This fact[083], of the variation of the mucous substance according to the situation of the place, has been clearly ascertained in the numerous anatomical experiments that have been made; in which, subjects of all nations have come under consideration. The natives of many of the kingdoms and isles of Asia, are found to have their corpus mucosum black. Those of Africa, situated near the line, of the same colour. Those of the maritime parts of the same continent, of a dusky brown, nearly approaching to it; and the colour becomes lighter or darker in proportion as the distance from the equator is either greater or less. The Europeans are the fairest inhabitants of the world. Those situated in the most southern regions of Europe, have in their corpus mucosum a tinge of the dark hue of their African neighbours: hence the epidemick complexion, prevalent among them, is nearly of the colour of the pickled Spanish olive; while in this country, and those situated nearer the north pole, it appears to be nearly, if not absolutely, white.

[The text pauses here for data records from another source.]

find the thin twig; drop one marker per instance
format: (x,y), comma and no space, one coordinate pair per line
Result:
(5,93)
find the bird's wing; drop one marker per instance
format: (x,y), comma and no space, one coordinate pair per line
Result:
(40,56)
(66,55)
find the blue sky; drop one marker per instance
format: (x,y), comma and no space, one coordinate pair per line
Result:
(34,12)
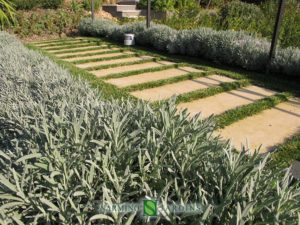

These are facts[084], which anatomy has established; and we acknowledge them to be such, that we cannot divest ourselves of the idea, that climate has a considerable share in producing a difference of colour. Others, we know, have invented other hypotheses, but all of them have been instantly refuted, as unable to explain the difficulties for which they were advanced, and as absolutely contrary to fact: and the inventors themselves have been obliged, almost as soon as they have proposed them, to acknowledge them deficient.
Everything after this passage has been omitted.